String case folding and normalization APIs

[NOTE: I'm posting this on behalf of @xwu, who authored this proposal and asked me to push it forward due to personal time constraints. It aligns nicely with some of my other Unicode interests, and I think it would be a non-intrusive and valuable addition to the string handling facilities of the standard library.]

cc: @Michael_Ilseman


Introduction

We propose to add APIs for case folding and normalization of Unicode strings to the standard library.

Motivation

The standard library offers Unicode-aware processing of strings by default. It relies on system ICU libraries to implement that support, but for reasons outlined in SE-0211, these APIs cannot be used in a straightforward way by end users.

The same Unicode extended grapheme cluster (known in Swift as a "character") can have more than one underlying representation. For example, Ă„ (00C4 LATIN CAPITAL LETTER A WITH DIAERESIS) and Ă„ (0041 LATIN CAPITAL LETTER A + 0308 + COMBINING DIAERESIS) are equivalent. Unicode-aware, locale-independent string comparisons must rely on normalization to ignore any "irrelevant" differences and on case folding to ignore case. (Case folding is an operation defined by the Unicode standard that's related to case conversion but stable across Unicode revisions, language-neutral, and context-insensitive.)

In Swift, the standard library offers Unicode-aware, locale-independent string comparisons, while Foundation augments these facilities with locale-specific comparisons. Since Swift 4.2, the standard library uses "Fast C Contiguous" (FCC) normalization when it performs (case-sensitive) string comparisons and sorting, producing results that are generally consistent with user expectations:

let x = "\u{00C4}"         // Ă„
let y = "\u{0041}\u{0308}" // Ă„
x == y                     // true

(Case-insensitive string comparisons require Foundation.)

For many users, these facilities may be sufficient. However, there are clear use cases that motivate direct access to normalization and case folding functionality. Consider the following scenario:

A recent pull request improves the swift-corelibs-foundation implementation of HTTPCookie to align with IETF standards.

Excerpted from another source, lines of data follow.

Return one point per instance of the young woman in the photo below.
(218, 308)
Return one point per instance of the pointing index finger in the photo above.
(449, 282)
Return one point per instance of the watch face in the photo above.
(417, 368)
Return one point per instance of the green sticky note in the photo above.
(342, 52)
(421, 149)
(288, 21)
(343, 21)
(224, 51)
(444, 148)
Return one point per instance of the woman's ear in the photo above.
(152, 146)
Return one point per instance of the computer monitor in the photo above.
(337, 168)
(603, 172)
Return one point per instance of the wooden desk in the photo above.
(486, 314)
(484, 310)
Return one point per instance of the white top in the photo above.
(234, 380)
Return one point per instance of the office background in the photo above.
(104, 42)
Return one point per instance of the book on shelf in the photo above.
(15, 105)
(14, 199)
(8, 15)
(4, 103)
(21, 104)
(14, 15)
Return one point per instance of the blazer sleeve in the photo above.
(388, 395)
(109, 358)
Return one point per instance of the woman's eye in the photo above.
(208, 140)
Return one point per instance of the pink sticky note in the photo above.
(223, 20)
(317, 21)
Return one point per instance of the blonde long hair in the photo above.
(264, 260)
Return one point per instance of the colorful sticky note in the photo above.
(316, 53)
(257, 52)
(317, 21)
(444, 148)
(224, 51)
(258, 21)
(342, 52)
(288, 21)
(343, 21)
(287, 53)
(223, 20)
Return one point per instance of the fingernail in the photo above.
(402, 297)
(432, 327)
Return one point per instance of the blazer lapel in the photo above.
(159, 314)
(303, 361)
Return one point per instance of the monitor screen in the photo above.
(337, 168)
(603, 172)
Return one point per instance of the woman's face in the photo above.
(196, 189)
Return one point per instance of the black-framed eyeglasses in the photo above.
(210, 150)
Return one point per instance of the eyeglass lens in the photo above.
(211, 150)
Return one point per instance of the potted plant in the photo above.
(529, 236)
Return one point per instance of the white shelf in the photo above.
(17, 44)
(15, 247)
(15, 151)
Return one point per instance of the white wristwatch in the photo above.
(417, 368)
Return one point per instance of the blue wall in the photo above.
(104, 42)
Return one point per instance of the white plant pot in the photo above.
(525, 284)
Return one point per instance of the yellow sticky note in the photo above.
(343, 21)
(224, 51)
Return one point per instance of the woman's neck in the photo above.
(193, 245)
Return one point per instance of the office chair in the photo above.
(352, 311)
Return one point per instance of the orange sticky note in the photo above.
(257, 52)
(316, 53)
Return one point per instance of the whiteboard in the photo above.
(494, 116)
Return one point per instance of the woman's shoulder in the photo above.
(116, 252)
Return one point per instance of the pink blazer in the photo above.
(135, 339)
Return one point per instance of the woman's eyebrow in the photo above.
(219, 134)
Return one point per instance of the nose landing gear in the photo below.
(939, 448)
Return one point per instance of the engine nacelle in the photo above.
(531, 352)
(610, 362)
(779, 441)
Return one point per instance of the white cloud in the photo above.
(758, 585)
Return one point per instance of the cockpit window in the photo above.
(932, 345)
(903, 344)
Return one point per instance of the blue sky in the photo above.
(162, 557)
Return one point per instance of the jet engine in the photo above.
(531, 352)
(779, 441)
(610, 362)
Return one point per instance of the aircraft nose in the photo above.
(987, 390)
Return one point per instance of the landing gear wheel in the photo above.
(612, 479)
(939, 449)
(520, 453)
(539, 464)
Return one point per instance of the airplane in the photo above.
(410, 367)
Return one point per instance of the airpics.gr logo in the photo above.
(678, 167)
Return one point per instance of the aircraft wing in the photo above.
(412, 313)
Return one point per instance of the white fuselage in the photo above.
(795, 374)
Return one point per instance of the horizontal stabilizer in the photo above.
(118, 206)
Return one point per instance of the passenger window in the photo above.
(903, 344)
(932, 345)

One improvement was the use of lowercased() prior to domain matching; this is sufficient for ASCII domain names.

However, suppose we wished (as might well be advisable for a language such as Swift that provides Unicode-aware string handling by default) to support internationalized domain names (IDNs). Conversion of IDNs to their ASCII form requires use of the Nameprep and Punycode algorithms; it's possible to
implement Punycode in Swift-native code, but Nameprep requires case folding and NFKC normalization and can't feasibly be implemented in Swift!

This example, we believe, is not one-of-its-kind. In general, code that will need to interoperate with other systems by handling non-ASCII text can be expected to transform input or produce output in ways that ignore "unwanted"
differences in representation, where what's "unwanted" is specified by the relevant standard and may differ from Swift's adopted FCC normalization. This is precisely why Unicode defines four normalization forms that decompose code points either canonically or compatibly (while ICU also provides access to two other "fast" algorithms specified in Unicode Technical Note #5, FCC being one of them):

  • Normalization Form D (NFD), canonical composition
  • Normalization Form C (NFC), canonical decomposition followed by canonical
    decomposition
  • Normalization Form KD (NFKD), compatibility decomposition
  • Normalization Form KC (NFKC), compatibility decomposition followed by
    canonical composition
  • "Fast C or D" (FCD)
  • "Fase C Contiguous" (FCC)

(See the proposed implementation for an introductory description of canonical and compatibility decomposition and these normalization forms.)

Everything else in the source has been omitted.